Hayatın kendisi ve hayatın içindekiler her biri bir fitne ve imtihan sebebidirler.
Akıllı ve basiretli davranılmazsa yayılıp çoklarını yakma özelliğine sahiptir.
********
Fitne, insanlık tarihinin en eski musibetidir. Kimi zaman bir sözde gizlenir, kimi zaman bir niyetin gölgesinde. Kimi zaman bir dostun tebessümünde saklanır, kimi zaman bir cemiyetin davetinde. Lakin her zaman vardır, her yerde bulunur ve her an uyanabilir. Zira fitne, şeytanın insan fıtratına attığı ince ve sinsi bir kıvılcımdır. Bu kıvılcım, zamanında söndürülmezse kor olur; kor da alevlenir ve nice gönülleri, yuvaları, toplumları yakar.
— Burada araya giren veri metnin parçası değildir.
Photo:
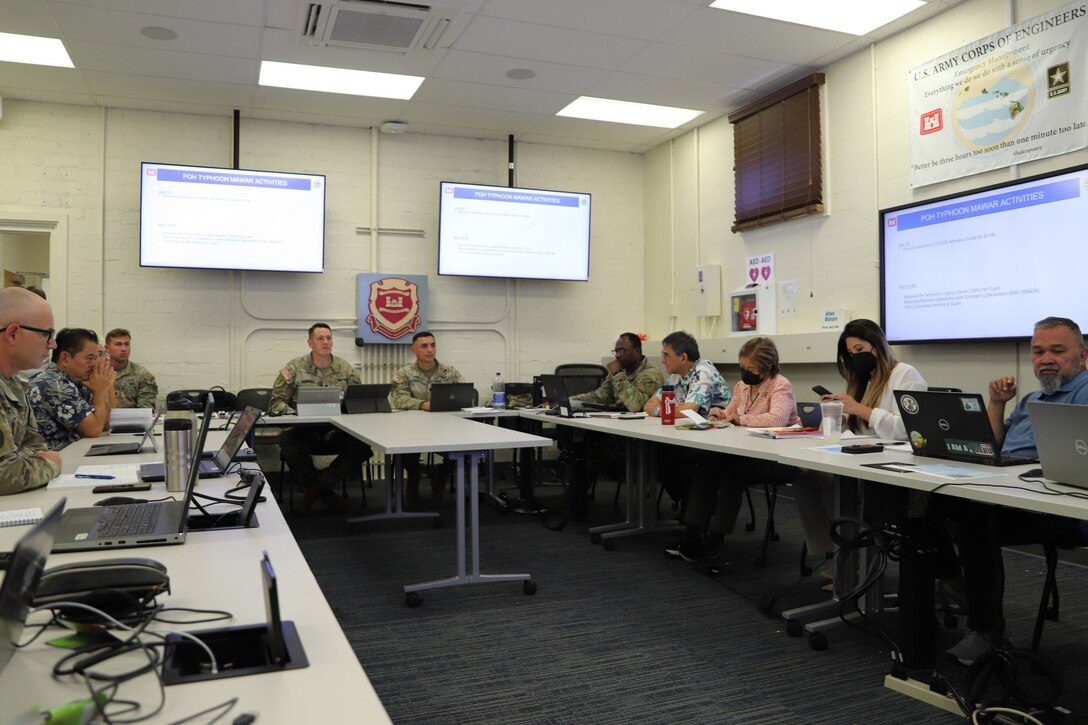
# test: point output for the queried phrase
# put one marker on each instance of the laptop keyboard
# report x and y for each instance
(127, 520)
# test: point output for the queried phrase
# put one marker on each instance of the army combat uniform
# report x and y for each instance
(135, 388)
(298, 443)
(21, 469)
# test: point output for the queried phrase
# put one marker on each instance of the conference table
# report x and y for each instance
(211, 570)
(457, 435)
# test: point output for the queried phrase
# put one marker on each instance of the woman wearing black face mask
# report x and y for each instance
(872, 373)
(764, 398)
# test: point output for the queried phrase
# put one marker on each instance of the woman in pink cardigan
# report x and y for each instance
(764, 398)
Her Zaman, Her Yerde: Fitneye Açık Kapılar
Fitne sadece savaşla, kanla, çatışmayla gelmez. Bazen bir haberle, bir dedikoduyla, bir çıkarla, bir makamla gelir. Bazen nefisle, bazen dostla, bazen aileyle. Zaman değişse de, mekân farklılaşsa da, insanların içindeki zaaflar sabit kaldıkça fitne her dönemde kendine bir yer bulur.
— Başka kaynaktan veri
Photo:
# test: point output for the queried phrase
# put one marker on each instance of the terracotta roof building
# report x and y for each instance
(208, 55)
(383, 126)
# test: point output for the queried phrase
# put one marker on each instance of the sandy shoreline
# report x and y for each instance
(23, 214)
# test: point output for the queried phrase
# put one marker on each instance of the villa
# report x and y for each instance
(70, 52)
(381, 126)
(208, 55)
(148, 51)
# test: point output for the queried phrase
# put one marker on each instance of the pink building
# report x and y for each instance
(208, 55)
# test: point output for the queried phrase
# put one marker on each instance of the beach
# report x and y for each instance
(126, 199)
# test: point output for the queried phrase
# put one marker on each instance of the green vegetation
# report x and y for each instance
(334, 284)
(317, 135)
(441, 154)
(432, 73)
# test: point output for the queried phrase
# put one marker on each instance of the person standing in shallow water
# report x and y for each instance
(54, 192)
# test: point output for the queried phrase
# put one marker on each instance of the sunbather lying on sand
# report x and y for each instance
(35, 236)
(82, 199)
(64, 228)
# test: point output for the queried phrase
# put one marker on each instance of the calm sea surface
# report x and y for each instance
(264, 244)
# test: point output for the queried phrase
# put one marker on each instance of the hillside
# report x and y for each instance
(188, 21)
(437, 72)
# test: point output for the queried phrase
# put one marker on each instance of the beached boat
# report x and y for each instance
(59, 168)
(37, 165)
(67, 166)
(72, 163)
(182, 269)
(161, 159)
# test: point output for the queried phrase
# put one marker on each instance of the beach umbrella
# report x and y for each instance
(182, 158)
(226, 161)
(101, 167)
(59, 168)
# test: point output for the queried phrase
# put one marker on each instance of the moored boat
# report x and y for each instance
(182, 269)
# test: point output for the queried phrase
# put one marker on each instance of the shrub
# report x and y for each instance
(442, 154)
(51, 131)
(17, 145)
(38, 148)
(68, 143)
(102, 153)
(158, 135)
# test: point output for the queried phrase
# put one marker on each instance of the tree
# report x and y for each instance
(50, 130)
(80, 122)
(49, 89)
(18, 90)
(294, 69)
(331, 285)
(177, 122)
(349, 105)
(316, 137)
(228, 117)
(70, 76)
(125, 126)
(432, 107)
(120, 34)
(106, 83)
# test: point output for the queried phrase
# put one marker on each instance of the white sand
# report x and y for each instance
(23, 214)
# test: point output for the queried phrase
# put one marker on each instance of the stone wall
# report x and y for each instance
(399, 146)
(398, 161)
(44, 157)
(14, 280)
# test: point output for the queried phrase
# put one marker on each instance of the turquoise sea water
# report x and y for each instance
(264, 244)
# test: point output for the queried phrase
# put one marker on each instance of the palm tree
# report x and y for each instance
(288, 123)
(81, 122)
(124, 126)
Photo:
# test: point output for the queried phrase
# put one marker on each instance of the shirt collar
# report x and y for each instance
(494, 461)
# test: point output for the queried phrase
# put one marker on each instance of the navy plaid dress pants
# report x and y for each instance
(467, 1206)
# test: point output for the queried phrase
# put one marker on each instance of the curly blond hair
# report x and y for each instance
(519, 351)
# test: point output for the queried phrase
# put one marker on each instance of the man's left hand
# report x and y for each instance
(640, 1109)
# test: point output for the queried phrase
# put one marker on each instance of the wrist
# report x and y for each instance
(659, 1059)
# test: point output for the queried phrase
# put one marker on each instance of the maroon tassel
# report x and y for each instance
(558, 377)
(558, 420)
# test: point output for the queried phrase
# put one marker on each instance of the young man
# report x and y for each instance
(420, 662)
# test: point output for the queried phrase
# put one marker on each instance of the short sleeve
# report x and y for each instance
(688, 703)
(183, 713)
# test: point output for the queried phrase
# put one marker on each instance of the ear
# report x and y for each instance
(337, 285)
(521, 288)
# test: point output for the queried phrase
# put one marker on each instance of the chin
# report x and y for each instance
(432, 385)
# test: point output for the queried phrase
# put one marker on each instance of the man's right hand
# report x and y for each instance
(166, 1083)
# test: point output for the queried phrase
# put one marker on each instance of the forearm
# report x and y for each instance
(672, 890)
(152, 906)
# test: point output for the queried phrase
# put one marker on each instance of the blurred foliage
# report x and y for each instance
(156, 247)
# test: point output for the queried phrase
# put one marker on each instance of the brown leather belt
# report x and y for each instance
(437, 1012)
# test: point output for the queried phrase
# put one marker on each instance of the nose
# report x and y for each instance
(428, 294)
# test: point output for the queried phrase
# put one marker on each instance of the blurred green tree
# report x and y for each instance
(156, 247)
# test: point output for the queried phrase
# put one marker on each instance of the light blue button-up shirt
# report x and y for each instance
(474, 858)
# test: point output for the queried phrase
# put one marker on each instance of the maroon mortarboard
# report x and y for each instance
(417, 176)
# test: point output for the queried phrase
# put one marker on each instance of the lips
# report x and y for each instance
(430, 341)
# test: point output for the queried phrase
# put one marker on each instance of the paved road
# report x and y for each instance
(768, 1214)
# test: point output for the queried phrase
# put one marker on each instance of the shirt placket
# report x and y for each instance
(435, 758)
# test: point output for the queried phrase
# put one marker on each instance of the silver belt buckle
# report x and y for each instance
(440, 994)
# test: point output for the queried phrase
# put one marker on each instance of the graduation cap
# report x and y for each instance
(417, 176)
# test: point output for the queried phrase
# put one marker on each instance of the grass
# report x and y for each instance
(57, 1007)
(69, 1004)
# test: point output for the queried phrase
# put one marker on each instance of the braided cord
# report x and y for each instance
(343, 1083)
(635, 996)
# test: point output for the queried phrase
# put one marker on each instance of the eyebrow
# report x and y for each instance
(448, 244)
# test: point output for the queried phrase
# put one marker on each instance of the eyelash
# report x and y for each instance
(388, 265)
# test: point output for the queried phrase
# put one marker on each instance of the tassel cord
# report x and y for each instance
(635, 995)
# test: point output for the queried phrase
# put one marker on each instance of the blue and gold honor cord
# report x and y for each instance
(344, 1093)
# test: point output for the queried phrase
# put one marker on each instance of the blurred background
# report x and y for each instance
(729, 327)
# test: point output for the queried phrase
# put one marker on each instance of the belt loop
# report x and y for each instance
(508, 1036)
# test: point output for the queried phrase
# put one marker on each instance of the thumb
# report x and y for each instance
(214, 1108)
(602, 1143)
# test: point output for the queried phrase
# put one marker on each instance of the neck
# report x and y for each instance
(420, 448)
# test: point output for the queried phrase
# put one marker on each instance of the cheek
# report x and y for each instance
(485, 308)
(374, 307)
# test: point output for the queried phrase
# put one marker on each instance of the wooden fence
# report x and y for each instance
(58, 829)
Bugün sosyal medya bir fitne aracına dönüşebilir. Bir cümleyle insanların şerefi lekelenir, bir yalanla toplumlar bölünür. Dün, kabile taassubu ile başlayan fitne, bugün mezhep taassubu veya ideolojik taassubun kılığına girmiştir. Dün taşla sopayla yapılan tahrikler, bugün klavyelerle yürütülmektedir.
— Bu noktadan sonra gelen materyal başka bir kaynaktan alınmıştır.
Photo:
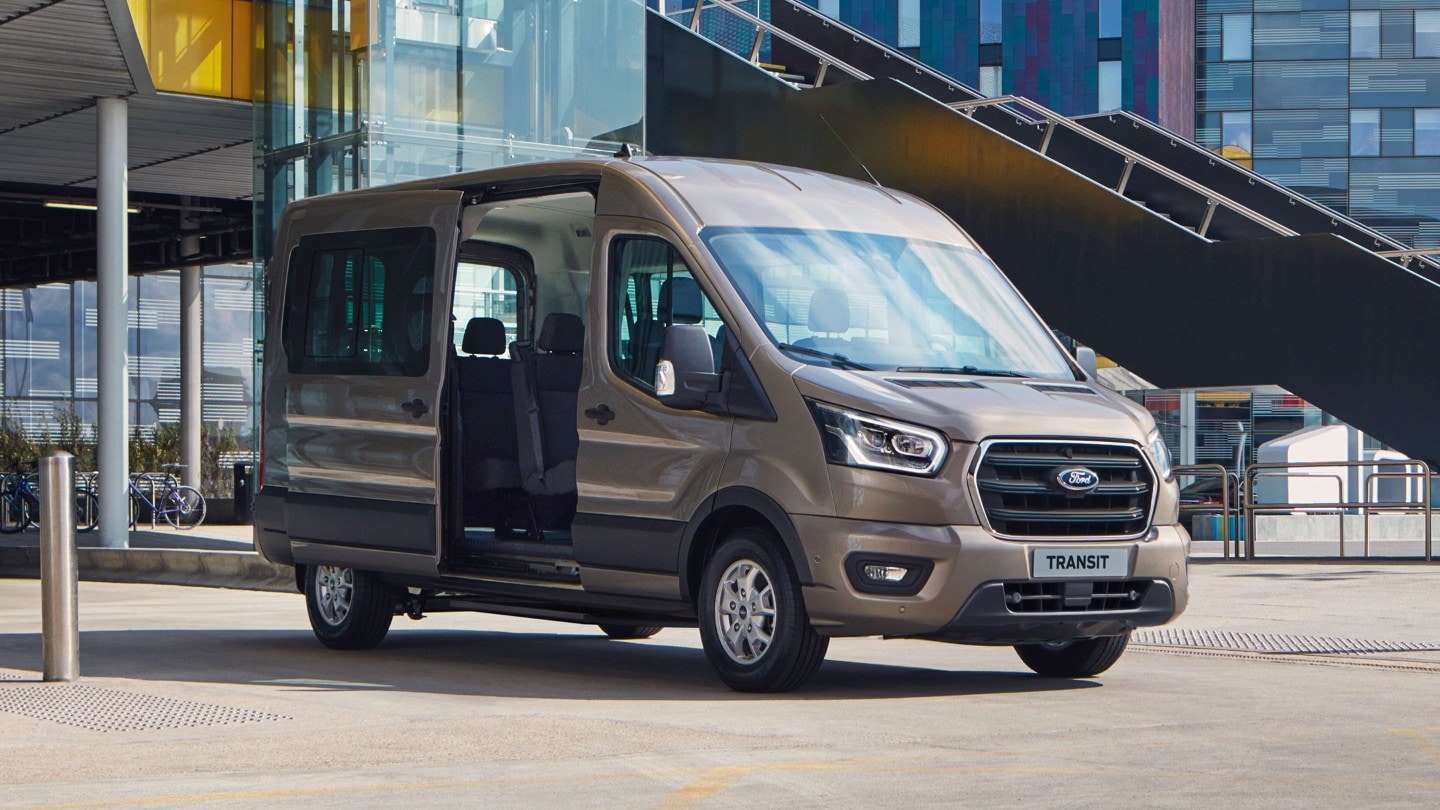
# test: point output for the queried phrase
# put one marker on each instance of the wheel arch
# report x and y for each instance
(730, 509)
Fitneyle Baş Etmenin İlk Şartı: Erken Teşhis
Bir kıvılcım küçükken bastırılır, ama büyürse ormanı kül eder. Fitne de böyledir. Erken teşhis edilmezse büyür; büyürse aklı karartır, kalbi karıştırır, feraseti kör eder. Onun için Kur’an, fitneden söz ederken “öldürmekten daha büyük bir musibet” demiştir. Çünkü bir canı almak bir kişiyi yok eder, ama bir fitne, toplumları ifsat eder.
Fitne karşısında susmak bazen yangına benzin dökmek gibidir. Ama her söz de söndürmez; aksine alevi harlayabilir. İşte bu yüzden fitneye karşı ilk adım: basiret. Basiret, olayın arka planını görmek; hak ile batılı, doğru ile yanlışın arasındaki ince çizgiyi fark etmektir.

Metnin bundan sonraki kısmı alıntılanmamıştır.